Wednesday Reading Meme

Oct. 4th, 2017 09:30 pm
chantefable: ([fisher] train of thought)
[personal profile] chantefable
What I've just finished reading

I have put D.H. Lawrence on hold - there's only so much poetry by the same author you can read in a row and really get into it. Contrary to my plans to just re-read some Catullus favourites, I went and read Sappho (circa 630-570 BC) in Aaron Poochigian's translation and it was really cool.

What I'm reading right now

Cinderella in the South, South African Tales by Arthur Shearly Cripps (1917). It is sure interesting to read such a book published in New York a hundred years ago, in the middle of World War I, by an outsider to South Africa and its culture - and yet with a... remarkably clear-eyed view of the context of colonialist politics, for the period. Here is an allegorical poem "Africa and her sisters" that Cripps gives as a prologue:

Some fifteen years now I have been her guest,
For all this land's hers, tho' she does not reign.
She's but a ward, at what late age she'll gain
Her freedom and her kingdom, it were best
To risk no surmise rash. E'en now she's drest
Sometimes in skins. Give her ground-nuts and grain,
Cattle and thatch'd hut, then she'll not complain,
She's happier-hearted than her Sisters blest.

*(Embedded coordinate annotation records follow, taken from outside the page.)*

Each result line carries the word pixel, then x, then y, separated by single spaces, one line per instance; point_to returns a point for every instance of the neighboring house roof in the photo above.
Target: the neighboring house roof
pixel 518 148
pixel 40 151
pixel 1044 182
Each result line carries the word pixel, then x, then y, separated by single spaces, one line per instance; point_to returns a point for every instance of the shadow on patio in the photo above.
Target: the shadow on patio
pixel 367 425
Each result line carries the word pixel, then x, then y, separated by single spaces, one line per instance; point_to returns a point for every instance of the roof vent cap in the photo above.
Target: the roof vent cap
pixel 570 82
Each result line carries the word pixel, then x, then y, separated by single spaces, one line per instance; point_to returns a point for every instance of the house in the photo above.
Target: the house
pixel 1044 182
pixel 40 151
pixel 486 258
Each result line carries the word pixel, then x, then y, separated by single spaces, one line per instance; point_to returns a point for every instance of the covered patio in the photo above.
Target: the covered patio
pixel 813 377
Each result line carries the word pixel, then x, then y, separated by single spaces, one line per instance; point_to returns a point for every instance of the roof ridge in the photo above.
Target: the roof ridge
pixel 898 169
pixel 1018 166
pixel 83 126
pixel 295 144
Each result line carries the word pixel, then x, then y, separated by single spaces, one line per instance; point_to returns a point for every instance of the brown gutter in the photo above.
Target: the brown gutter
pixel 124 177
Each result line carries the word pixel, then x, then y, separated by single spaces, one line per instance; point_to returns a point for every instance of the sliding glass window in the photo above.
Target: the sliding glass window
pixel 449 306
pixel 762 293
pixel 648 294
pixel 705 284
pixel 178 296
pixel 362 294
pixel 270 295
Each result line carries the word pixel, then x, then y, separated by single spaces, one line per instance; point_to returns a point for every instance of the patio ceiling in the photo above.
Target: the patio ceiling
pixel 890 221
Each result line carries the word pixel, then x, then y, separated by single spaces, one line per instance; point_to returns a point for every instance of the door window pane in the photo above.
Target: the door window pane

Her Sisters blest! Of them what shall I say?
I like them better when they keep away,
And toil in their own lands, not loll in hers.
They use her ill. She's not so old as they.
She drudges for them. But her youth confers
A charm on her they've lost these many years.

There's a very intriguing tone in this book, as if the author might think the white people he describes are rabid racists but he narrates obliquely and with much understatement, effacing his own attitudes from the events as possible. The narrator has period-typical racism from today's perspective, but not to the degree you would expect: the descriptions and the voice are less geared towards exotification and more towards appreciation and admiration of otherness. Some characters are shown as contemptuous and prone to dehumanisation, and this seems to be commonplace among white people, while the narrator is more like... simply, open-mindedly interested in what he sees, without smug self-congratulation? Also, the author clearly actually/hiked/travelled/lived in South Africa in the end of the 19th/beginning of the 20th century, and there is a quite authentic travelogue vibe. Here is a typical exchange:

"We camped that evening near a Mission. I admired the oblong iron-roofed church there. It wasn't my style of art, but it seemed to me fair of its kind.

'Quite good,' growled my expert friend, and he said no more at the time. He spoke more freely over a last pipe.

'I'm sorry,' he said, 'not to take more interest in this sort of thing. Only, after all, it's African-built, and Europeans could do the thing a bit better, couldn't they? This sort of thing seems rather a wrong line of advance. If I hadn't seen Mabgwe so lately I mightn't mind so much.'

They showed us to a hut, a very clean one. 'That's better; that's ever so much better,' he said. On the wall was a rude frieze in Bushman painting style, but white, not red. I enlightened him as to tsenza work, as to how you could use the cool watery roots like crayons."

See what I mean? There is this duality of external viewpoints of white people about what cultures of the continent are and whether they are worthy of attention and respect, and in the long run, the author makes it pretty clear where his opinions are without saying 'OMG some people are jerks here ISTG'.

What I plan to read next

Finish Cinderella in the South. I want to read some poems by Kalidasa, I'll see what I can find.